Recovery of Thalassiosira weissflogii from nitrogen and silicon starvation
Limnol. Oceanogr., 49(1), 2004, 245-255 | DOI: 10.4319/lo.2004.49.1.0245
ABSTRACT: The ecological success of marine diatoms comes despite their unusual additional requirement for silicon, a nutrient that often limits their growth in the ocean. There may be, however, some physiological and ecological advantages to silicon limitation. A model of nitrogen and silicon metabolism in diatoms (Flynn et al. 1997; Flynn and Martin-Jézéquel 2000) suggests that silicon-starved diatoms will recover more quickly than nitrogen-starved (but otherwise identical) diatoms on the resupply of nutrients. In culture, following 24 h of stationary phase induced by nutrient exhaustion, silicon-starved Thalassiosira weissflogii displayed maximum growth rates within a few hours of the readdition of silicon. But 37 h elapsed before nitrate-starved cultures began dividing again and nitrate-starved cultures did not reattain maximum growth rates over the period investigated. The model suggests that, in terms of number, cells descended from the nitrate starved will never catch up to cells descended from the silicon starved if both populations are simultaneously supplied with a pulse of nutrients.
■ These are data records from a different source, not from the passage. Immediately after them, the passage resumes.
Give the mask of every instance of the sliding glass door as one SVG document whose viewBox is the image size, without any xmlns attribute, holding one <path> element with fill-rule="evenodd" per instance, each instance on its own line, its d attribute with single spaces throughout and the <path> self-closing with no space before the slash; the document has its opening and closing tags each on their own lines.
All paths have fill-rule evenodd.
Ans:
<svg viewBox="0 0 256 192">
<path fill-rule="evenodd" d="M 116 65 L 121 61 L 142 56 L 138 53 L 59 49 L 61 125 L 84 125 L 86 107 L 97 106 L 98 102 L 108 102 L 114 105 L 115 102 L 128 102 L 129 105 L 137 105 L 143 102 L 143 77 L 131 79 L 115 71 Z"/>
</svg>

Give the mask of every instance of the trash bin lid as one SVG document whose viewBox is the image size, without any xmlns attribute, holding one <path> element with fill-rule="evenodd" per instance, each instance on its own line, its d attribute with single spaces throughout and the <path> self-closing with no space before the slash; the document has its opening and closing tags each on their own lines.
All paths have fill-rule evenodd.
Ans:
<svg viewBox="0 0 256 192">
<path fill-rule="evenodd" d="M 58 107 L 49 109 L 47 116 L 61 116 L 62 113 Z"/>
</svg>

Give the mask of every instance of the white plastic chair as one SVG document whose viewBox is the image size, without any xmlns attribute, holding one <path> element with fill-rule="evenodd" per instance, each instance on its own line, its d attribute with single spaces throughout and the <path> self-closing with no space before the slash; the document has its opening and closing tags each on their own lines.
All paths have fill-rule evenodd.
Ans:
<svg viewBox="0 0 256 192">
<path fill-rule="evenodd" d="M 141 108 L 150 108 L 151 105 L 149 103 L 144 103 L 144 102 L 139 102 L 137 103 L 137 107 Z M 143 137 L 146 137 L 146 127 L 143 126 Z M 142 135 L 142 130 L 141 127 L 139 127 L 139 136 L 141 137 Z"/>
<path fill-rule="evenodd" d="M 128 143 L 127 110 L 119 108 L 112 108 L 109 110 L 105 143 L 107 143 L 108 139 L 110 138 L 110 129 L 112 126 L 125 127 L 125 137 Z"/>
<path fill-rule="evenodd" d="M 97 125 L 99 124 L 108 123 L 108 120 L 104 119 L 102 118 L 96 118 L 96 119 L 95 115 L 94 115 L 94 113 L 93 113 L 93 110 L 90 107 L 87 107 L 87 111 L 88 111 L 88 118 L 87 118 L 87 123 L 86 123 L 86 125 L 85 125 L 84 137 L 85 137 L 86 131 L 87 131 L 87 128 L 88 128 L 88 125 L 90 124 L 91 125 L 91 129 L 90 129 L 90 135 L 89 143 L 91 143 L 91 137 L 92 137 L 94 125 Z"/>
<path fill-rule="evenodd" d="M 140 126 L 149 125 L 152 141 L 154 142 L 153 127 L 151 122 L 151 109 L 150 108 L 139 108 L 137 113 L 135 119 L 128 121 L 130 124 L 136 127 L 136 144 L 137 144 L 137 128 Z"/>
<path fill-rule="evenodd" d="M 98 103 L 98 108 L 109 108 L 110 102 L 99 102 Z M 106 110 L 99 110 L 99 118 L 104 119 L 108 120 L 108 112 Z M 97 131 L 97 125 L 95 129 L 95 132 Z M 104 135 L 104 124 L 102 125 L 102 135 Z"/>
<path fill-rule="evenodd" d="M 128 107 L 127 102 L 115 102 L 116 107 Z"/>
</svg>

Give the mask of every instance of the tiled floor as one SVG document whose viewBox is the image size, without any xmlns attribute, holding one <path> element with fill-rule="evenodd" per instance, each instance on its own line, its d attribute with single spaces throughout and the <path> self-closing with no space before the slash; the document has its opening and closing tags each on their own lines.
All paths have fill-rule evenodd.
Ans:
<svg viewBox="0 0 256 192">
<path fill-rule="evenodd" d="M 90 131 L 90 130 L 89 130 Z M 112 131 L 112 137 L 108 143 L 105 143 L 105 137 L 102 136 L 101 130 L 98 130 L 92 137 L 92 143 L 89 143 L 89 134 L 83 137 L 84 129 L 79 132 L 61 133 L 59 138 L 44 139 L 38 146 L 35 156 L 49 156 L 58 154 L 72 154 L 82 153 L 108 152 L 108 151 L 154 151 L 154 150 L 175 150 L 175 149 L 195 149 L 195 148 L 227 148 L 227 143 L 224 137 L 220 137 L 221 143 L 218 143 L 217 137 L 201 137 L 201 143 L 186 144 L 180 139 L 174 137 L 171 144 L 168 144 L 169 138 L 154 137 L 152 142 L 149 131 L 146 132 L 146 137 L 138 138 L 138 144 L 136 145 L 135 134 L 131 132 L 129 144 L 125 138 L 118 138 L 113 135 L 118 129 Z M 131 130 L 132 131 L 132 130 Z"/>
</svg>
The longer the lag between nutrient supply and the resumption of growth in the nitrate-starved cells, the greater the proportion of the supplied nutrients that ends up in the descendants of the silicon starved. In the model run, the silicon-starved cells acquired 75% of the added nutrients and the nitrate starved acquired only 25%. Silicon limitation may thus be a mechanism by which diatoms ensure they respond more quickly than other phytoplankton to the upwelling of nutrients into the euphotic zone.